In our study, regardless of age, PFS was significantly higher in patients receiving first-line trastuzumab therapy compared with patients not treated with trastuzumab; for OS, significant improvement was observed for patients <65 years. A nonsignificant improvement was observed for trastuzumab-treated patients ≥65 years, which may be due to the small number of events in this age group. It is also possible that competing mortality from other causes in the ≥65-year-old age group diluted the mortality benefit from trastuzumab. These findings support those from a recent study by Griffiths et al. [26
] who used the national SEER database to describe a large cohort (N
= 610) of older women (mean age 74 years) with HER2-positive MBC treated with first-line or delayed trastuzumab treatment. Their findings showed that OS in older women with HER2-positive MBC treated with trastuzumab in combination with chemotherapy were similar to outcomes reported for younger patients.
The observation of decreasing CNS metastasis with increasing age may be due to underlying pathophysiology or treatment effects (or both). Other evidence suggests that older patients are less likely to develop CNS metastases. In another study of the registHER population which included 1,012 patients who had confirmed HER2-positive tumors, Brufsky et al. [18
] found that those with CNS metastases were younger (≤65 years) and also more likely to have HR-negative disease [18
]. Similarly, in a separate study in 2,685 primary breast cancer patients, those at increased risk for CNS metastasis were younger and ER− or PR−; importantly, adjuvant systemic therapies in this study were not associated with an increase in CNS metastasis risk [27
]. Indeed, as trastuzumab and most chemotherapeutic agents do not readily cross an intact blood brain barrier [18
], and as elderly patients in registHER were less likely to receive cytotoxics, the observation of decreased CNS metastasis in the elderly is potentially due to a combination of both disease pathophysiology and treatment effects. These findings warrant further research.

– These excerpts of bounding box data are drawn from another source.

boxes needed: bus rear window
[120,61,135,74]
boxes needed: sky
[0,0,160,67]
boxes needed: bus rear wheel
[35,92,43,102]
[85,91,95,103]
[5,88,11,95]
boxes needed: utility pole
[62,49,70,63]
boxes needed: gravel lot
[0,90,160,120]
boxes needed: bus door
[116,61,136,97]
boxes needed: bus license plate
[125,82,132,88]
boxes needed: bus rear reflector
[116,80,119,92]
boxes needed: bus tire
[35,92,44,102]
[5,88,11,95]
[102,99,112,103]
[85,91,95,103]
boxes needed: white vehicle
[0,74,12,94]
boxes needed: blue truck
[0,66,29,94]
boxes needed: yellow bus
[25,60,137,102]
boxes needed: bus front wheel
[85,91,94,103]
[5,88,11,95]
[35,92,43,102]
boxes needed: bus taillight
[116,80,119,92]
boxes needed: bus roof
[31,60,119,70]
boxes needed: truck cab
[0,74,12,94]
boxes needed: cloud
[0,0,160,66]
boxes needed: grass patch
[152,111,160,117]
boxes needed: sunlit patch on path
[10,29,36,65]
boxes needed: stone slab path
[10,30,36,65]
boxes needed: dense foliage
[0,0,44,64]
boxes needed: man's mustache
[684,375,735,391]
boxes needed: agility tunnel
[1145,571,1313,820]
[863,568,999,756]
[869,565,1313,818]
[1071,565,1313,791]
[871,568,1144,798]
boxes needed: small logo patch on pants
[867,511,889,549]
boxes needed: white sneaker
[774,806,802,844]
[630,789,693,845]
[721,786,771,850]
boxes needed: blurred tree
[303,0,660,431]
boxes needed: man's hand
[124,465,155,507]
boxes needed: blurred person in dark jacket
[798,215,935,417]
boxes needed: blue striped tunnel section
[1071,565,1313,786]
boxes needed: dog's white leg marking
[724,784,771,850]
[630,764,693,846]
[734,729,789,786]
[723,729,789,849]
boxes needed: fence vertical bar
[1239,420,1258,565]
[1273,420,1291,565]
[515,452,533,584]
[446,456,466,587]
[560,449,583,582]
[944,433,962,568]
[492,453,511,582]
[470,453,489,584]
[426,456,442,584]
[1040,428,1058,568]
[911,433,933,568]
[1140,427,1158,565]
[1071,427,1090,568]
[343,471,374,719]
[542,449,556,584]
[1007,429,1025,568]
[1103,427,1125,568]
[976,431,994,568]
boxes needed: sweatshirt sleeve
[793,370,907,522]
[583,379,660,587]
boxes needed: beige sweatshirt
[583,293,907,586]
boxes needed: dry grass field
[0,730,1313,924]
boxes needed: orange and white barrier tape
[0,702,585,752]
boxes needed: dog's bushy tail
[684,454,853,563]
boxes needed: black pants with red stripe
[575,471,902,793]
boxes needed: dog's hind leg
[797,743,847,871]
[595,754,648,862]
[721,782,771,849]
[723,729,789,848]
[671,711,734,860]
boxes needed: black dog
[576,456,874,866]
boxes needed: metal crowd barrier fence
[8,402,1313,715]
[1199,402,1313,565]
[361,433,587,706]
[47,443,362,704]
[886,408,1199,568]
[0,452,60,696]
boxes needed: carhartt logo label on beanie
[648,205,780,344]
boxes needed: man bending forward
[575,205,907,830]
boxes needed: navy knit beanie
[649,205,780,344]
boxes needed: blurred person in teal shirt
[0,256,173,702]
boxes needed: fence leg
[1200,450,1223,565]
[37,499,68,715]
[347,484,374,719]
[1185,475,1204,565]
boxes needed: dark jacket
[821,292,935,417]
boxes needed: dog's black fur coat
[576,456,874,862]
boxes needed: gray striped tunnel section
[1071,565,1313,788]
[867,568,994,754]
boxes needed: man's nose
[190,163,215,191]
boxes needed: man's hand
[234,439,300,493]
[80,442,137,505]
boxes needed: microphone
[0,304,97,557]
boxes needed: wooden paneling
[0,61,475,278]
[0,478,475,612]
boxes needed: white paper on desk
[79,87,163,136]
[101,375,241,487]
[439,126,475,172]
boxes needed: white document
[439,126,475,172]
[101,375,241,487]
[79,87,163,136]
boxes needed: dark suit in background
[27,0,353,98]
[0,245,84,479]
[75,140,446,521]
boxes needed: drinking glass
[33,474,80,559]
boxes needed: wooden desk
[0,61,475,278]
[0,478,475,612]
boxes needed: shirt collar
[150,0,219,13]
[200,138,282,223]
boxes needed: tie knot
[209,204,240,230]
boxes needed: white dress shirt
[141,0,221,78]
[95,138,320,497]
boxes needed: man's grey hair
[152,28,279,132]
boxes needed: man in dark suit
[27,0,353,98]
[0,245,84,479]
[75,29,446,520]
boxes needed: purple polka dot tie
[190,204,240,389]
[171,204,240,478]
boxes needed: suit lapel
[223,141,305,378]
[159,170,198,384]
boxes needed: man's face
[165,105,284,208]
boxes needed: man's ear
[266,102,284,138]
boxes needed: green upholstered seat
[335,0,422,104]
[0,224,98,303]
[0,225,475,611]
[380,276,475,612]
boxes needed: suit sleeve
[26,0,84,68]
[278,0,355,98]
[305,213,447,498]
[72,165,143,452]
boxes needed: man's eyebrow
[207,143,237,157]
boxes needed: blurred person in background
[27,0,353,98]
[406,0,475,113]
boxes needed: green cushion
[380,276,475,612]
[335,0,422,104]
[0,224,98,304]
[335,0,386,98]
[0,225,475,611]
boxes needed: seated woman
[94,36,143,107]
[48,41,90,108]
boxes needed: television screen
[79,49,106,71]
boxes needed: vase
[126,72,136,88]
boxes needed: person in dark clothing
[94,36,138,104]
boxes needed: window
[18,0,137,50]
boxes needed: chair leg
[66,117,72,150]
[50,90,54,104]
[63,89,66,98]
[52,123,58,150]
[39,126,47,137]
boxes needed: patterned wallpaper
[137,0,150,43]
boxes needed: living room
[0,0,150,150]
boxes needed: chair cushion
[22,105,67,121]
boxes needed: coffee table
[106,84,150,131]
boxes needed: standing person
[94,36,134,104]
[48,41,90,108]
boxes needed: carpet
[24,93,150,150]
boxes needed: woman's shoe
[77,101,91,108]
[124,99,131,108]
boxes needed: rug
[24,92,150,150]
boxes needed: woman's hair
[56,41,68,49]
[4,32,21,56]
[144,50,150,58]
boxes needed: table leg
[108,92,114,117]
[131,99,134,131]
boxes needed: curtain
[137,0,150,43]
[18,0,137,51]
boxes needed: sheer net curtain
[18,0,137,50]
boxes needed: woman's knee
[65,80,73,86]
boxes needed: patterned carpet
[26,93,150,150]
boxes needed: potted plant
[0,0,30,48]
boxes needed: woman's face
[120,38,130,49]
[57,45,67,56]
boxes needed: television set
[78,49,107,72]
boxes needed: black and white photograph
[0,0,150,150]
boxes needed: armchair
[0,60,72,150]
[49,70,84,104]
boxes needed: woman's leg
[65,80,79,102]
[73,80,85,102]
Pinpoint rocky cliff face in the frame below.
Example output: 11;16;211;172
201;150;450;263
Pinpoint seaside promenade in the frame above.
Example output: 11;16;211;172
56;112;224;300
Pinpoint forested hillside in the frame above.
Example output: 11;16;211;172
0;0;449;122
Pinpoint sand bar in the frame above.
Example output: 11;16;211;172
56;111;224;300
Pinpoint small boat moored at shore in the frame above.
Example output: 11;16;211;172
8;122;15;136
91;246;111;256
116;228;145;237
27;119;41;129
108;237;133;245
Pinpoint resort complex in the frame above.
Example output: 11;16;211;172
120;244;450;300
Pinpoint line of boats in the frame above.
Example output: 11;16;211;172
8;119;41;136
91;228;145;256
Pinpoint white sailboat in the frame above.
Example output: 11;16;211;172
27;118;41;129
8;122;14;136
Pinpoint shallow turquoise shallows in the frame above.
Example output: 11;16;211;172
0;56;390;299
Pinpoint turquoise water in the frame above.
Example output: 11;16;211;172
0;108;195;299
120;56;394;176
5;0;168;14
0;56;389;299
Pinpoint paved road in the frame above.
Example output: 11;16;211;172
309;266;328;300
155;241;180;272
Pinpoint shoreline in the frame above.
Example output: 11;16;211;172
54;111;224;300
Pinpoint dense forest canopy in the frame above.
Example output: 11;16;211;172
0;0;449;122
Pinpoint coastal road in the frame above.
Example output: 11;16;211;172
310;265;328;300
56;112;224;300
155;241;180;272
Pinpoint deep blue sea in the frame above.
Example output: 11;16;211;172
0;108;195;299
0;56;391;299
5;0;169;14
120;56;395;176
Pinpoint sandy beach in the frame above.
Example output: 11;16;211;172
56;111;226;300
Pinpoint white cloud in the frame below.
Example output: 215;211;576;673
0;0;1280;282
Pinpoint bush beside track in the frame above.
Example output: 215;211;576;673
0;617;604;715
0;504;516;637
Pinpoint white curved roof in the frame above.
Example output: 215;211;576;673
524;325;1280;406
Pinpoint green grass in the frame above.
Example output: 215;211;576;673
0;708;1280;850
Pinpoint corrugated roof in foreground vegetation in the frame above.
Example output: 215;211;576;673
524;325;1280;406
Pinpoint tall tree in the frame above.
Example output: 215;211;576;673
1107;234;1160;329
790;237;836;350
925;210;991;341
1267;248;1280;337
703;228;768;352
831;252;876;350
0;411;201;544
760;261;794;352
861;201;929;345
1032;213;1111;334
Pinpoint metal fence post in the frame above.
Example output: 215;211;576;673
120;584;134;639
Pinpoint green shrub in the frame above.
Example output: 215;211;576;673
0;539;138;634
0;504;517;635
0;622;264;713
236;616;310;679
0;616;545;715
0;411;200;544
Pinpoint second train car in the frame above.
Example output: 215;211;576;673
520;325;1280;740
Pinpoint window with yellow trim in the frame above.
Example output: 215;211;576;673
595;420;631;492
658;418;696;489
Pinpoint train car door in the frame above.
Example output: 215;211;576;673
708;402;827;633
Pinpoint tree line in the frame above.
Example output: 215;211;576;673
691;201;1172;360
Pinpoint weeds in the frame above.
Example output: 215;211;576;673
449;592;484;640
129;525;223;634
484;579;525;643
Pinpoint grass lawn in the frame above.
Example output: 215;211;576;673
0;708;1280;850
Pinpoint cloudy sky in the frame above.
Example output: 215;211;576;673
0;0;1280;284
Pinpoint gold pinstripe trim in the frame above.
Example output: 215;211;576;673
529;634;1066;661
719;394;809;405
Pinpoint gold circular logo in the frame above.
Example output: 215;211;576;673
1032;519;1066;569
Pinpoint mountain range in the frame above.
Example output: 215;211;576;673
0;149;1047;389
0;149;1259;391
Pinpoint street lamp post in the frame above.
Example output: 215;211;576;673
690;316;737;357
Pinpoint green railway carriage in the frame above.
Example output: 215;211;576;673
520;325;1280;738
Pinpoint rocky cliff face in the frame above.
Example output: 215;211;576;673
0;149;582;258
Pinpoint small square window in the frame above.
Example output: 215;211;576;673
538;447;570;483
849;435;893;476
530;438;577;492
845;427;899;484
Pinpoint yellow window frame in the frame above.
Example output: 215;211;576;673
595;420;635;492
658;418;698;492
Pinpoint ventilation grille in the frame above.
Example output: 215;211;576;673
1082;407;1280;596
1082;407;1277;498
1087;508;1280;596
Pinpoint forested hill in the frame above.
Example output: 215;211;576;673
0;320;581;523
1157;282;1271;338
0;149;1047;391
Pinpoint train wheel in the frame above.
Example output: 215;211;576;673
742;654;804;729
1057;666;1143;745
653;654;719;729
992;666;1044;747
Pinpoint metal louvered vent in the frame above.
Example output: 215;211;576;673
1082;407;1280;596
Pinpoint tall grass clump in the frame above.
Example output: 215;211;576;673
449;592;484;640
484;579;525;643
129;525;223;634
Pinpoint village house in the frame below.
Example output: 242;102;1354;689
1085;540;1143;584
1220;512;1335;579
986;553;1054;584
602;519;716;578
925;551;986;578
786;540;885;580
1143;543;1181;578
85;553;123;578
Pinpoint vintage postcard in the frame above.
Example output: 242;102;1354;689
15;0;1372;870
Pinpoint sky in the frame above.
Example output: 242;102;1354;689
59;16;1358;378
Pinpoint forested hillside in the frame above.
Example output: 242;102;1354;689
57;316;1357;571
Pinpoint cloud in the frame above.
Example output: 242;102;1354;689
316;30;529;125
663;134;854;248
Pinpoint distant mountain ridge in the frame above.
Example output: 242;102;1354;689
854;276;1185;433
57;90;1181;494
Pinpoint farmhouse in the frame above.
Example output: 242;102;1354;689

An inherent limitation of this study is possible “confounding by indication,” due to the nonrandomized, observational nature of the registHER study. In observational studies, bias from confounding by indication—also referred to as “treatment selection bias”—may result because selection of treatments is not random and is determined by patient and physician characteristics; the observed effect can, therefore, be influenced by factors other than the treatment. There is also the potential for residual confounding by certain clinical factors that may not have been collected or sufficiently captured. Because patients may have had a diagnosis of MBC up to 9 months prior to enrollment and patients with longer survival may be more likely to enroll, OS estimates from time of MBC diagnosis in registHER may be slightly higher than expected in a general MBC patient population. Finally, limited information was collected for cause of death in registHER (options included only “cancer” and “other”) and cause of death was missing for >5 % of deaths, which precluded the calculation of breast cancer-specific mortality rates in this study. Our findings should also be interpreted with caution, due to the small number of events in elderly patients in our study.